Adab-adab Ziarah Kubur

Ziarah kubur adalah ibadah yang hukumnya sunnah. Agar ibadah ziarah kubur kita mendatangkan pahala dan berkah, berikut kami kumpulkan beberapa adab seputar ziarah kubur dengan harapan bisa menjadi bekal kita di saat melakukan ibadah ini:

Pertama: Luruskan niat, untuk apa pergi ziarah?

Sebelum beranjak pergi ziarah, bersihkanlah niat dan tujuan kita. Ziarah kubur adalah ibadah bertujuan untuk dapat mengambil pelajaran dan mengingat kematian. Tujuan utama ini harus senantiasa dipahami oleh setiap muslim yang hendak berziarah. Dan hal ini perlu diingat agar tidak terjerumus kepada tujuan dan tendensi lain yang bisa menyesatkan ibadah atau melenceng dari tauhid kita kepada Allah ﷻ.

Nabi ﷺ bersabda:

أَلَا فَزُوْرُوْهَا فَإِنَّهَا تُرَقِّ الْقَلْبَ، وَتَدْمَعُ الْعَيْنَ، وَتُذَكِّرُ اْلَاخِرَةَ

“Ziarahilah kubur, sesungguhnya hal itu dapat melembutkan hati, meneteskan air mata dan mengingatkan pada kehidupan akhirat.” [HR. Al-Hakim].

Kedua: Mengucapkan salam ketika masuk kuburan

Bagi yang masuk atau hanya sekedar lewat dikuburan disunnahkan membaca salam untuk para ahli kubur.

Ada beberapa lafadz salam yang diajarkan oleh Nabi ﷺ  bagi yang hendak ziarah kubur, di antaranya:

اَلسَّلاَمُ عَلَيْكُمْ دَارَ قَوُمِ مُؤْمِنِيْنَ وَإِنَّا إِنْ شَاءَ اللهُ بِكُمْ لاَحِقُوْنَ

“Semoga keselamatan tercurah kepada kalian, wahai penghuni kubur kaum mukminin. Kami insya Allah akan segera menyusul kalian.” [HR. Muslim].

Atau membaca :

اَلسَّلاَمُ عَلَيْكُمْ أَهْلَ الدِّيَارِ مِنَ الْمُؤْمِنِيْنَ وَالْمُسْلِمِيْنَ وِإِنَّا إِنْ شَاءَ اللهُ بِكُمْ لاَحِقُوْنَ . نَسْأَلُ اللهِ لَنَا وَلَكُمُ العَافِيَةَ

“Semoga keselamatan tercurah kepada kalian, penghuni kubur, dari kalangan muslimin dan mukminin.
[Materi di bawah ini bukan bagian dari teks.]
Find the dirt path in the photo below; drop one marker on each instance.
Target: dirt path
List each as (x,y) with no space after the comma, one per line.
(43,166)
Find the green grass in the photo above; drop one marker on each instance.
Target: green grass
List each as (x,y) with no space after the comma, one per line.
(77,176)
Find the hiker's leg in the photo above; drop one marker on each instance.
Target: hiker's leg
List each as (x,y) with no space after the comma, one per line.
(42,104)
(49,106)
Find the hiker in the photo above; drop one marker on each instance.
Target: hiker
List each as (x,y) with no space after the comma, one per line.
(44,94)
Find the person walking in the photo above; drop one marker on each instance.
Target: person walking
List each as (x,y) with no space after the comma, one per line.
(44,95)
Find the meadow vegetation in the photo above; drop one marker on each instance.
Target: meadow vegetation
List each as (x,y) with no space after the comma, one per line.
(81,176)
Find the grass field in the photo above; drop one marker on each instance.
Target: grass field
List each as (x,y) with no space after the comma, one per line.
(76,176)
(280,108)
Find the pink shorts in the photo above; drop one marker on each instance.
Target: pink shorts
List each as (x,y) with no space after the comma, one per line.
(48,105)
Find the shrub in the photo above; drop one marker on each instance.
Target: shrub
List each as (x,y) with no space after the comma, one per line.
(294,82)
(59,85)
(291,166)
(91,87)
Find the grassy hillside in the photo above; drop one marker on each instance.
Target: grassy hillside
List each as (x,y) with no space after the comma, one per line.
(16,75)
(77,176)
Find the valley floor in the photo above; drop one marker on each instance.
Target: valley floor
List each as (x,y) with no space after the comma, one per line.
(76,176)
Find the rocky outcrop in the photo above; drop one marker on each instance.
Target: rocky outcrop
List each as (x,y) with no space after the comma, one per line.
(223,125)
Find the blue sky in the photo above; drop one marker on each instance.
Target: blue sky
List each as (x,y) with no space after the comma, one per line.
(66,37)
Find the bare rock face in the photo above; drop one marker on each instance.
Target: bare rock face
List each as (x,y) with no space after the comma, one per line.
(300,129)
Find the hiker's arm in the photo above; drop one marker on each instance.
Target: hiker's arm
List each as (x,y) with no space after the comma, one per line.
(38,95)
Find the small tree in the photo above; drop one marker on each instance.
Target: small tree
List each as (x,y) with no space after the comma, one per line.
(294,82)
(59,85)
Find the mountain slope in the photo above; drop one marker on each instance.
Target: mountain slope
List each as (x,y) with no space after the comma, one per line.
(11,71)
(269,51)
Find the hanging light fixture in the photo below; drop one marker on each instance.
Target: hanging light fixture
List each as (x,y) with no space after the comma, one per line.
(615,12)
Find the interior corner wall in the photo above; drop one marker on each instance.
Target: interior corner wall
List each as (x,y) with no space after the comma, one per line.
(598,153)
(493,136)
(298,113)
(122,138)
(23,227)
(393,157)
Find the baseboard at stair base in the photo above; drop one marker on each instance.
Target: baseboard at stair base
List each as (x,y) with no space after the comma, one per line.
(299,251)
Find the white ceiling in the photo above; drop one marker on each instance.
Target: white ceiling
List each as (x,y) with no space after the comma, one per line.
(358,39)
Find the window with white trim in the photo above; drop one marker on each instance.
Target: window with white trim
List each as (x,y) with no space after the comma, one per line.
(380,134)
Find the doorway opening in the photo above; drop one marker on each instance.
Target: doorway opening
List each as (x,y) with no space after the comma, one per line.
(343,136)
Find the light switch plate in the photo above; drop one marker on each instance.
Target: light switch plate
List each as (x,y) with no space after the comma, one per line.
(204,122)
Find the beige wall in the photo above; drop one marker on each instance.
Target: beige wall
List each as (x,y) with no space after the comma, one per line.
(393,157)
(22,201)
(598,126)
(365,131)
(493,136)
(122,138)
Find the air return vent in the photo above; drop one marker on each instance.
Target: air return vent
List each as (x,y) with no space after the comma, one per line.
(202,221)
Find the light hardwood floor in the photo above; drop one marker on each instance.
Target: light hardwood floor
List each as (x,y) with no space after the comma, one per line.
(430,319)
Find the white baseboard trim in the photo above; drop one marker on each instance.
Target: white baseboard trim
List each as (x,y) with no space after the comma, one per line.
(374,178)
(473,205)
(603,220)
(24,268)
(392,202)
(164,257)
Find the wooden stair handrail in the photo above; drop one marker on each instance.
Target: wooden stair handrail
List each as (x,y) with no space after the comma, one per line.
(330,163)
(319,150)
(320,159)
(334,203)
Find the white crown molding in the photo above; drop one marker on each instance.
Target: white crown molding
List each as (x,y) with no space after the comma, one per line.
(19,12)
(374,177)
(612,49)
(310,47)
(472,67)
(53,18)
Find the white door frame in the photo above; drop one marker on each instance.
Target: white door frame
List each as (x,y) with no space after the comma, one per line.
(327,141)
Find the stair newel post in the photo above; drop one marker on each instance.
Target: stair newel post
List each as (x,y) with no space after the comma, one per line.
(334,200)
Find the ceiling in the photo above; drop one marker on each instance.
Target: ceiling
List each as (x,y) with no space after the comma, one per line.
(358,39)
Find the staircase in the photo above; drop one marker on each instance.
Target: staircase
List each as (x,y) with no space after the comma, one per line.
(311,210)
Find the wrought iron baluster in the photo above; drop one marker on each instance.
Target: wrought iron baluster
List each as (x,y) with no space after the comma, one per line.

Sesungguhnya kami akan menyusul kalian. Kami memohon kepada Allah agar keselamatan diberikan kepada kami serta kalian.” [HR. Ibnu Majah].

Namun perlu diingat salam ketika masuk kuburan hanya untuk mayyit muslim tidak mencakup pekuburan orang-orang kafir.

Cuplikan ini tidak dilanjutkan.